Solo Spike Jonze poteva riuscire a raccontare una storia d’amore come quella di Lei senza scadere nel ridicolo. Ve l’immaginate il film di un qualsiasi regista in cui il protagonista si innamora – letteralmente – del suo smartphone o del suo iPod? Giù risate. Per non parlare del sesso virtuale, questione che il cinema ha sempre affrontato in maniera maldestra. No, solo Jonze, il regista paradossale di Essere John Malkovich e Il ladro d’orchidee, poteva farcela.

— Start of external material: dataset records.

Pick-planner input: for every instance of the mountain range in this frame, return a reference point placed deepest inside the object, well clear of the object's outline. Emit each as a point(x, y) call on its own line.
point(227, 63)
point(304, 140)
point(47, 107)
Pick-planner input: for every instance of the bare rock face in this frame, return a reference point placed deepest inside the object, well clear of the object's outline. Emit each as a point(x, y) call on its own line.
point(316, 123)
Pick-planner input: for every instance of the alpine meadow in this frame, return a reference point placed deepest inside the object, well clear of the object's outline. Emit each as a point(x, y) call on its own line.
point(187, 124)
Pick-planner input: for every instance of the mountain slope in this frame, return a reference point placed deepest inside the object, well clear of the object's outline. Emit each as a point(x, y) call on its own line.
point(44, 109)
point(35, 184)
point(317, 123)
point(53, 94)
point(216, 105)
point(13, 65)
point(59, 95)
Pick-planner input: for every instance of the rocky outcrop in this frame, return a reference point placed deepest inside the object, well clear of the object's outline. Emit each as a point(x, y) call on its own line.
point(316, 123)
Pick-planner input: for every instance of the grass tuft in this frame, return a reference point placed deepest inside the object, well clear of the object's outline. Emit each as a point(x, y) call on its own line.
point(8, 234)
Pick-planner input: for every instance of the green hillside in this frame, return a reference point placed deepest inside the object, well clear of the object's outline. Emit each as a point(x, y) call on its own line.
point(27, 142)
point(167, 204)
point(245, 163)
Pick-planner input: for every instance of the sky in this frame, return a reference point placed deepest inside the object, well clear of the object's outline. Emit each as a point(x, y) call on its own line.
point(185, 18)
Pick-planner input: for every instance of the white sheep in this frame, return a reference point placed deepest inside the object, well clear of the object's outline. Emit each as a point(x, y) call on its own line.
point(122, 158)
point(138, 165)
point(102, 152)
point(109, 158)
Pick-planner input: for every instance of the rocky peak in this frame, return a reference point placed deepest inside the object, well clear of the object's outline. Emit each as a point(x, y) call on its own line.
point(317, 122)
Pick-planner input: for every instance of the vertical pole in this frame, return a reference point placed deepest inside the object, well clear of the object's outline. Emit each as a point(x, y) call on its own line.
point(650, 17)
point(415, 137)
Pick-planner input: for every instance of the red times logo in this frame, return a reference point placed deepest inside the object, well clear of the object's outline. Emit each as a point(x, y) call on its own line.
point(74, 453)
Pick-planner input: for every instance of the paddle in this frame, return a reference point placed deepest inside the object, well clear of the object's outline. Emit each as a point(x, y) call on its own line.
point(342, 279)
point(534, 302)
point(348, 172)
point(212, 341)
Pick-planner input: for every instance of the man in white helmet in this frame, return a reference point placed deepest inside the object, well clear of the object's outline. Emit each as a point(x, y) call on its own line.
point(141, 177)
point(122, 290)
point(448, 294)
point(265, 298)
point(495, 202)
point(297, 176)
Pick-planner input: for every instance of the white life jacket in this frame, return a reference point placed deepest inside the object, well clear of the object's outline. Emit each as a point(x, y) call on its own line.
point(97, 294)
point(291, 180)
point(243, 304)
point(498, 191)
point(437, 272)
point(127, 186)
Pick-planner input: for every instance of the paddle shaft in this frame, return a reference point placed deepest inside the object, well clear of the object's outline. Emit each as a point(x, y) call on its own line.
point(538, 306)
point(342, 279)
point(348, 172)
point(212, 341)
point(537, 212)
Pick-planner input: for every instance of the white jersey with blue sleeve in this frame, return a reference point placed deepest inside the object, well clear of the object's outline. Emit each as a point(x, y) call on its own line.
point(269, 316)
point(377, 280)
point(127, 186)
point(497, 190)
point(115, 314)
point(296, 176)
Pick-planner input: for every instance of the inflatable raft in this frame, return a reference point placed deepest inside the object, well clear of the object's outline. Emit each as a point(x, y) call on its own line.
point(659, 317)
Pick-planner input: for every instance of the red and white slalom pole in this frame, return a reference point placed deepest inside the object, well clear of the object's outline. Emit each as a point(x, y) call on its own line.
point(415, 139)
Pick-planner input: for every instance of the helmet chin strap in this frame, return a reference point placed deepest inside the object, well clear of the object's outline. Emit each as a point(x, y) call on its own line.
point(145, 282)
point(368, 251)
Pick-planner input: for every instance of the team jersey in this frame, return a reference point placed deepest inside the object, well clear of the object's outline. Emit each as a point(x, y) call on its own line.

L’americano mette il suo tocco delicato, naïf e malinconico, al servizio di una storia che praticamente si regge tutta sui duetti tra Joaquin Phoenix e Scarlett Johansson. Il primo interpreta Theodore, uomo introverso, solitario, incapace di gestire le proprie emozioni. Fa un mestiere che è tutto un programma, cioè scrive meravigliose lettere personali per conto di terzi. Questo perché nella modernità raccontata da Jonze le emozioni, le relazioni, sono un problema. In Lei tutti parlano ed interagiscono con computer e videogame, ma quando si trovano di fronte ad un altro essere umano diventano incapaci di comunicare a fondo, di esprimere realmente ciò che sentono. Per questo, Theodore, che dopo un anno ancora non riesce a firmare le carte del divorzio dalla moglie, finisce con l’innamorarsi di Samantha, l’evolutissimo sistema operativo del suo computer, a cui presta la voce la Johansson (nella versione italiana, Micaela Ramazzotti). Samantha è spiritosa, simpatica, iperintelligente: scopre di avere presto sentimenti e desideri umani (quello di contatto in primis). Evolve, cresce. E questo complica irrimediabilmente le cose.
Il succo di Lei è che in una storia d’amore si parte alla pari, ma i percorsi esistenziali sono destinati a proseguire ciascuno nella propria direzione. C’è un fondo di solitudine ineliminabile nello stare insieme, insomma, che condanna Theodore e la sua amica, Amy (Amy Adams, bravissima come sempre). Tutto quello che si può fare, alla fine, è leccarsi le ferite e accettare l’eterno gioco della mutazione che sottende a tutta la vita.
Lei racconta dunque una storia d’amore universale: è un’esplorazione delle mille sfaccettature del sentimento che evita la pedanteria del manuale sociologico o dell’arringa anti-progresso tecnologico. Il paradosso è che la love story tra uomo e macchina (seppur “umanizzata”) sembra nascere inevitabilmente, come a dire che l’amore è una forza naturale con la quale non si può non fare i conti. Lo splendore e la miseria dell’uomo, della sua condizione mortale, insomma, che Jonze racconta prediligendo colori tenui, ambienti e dialoghi essenziali, centrando così l’obbiettivo. Grandi anche Phoenix e la Johansson (ho visto la versione in lingua), perfetti nell’incarnare le fragilità e le tenerezze di due esseri diversi ma ugualmente smarriti e alla deriva.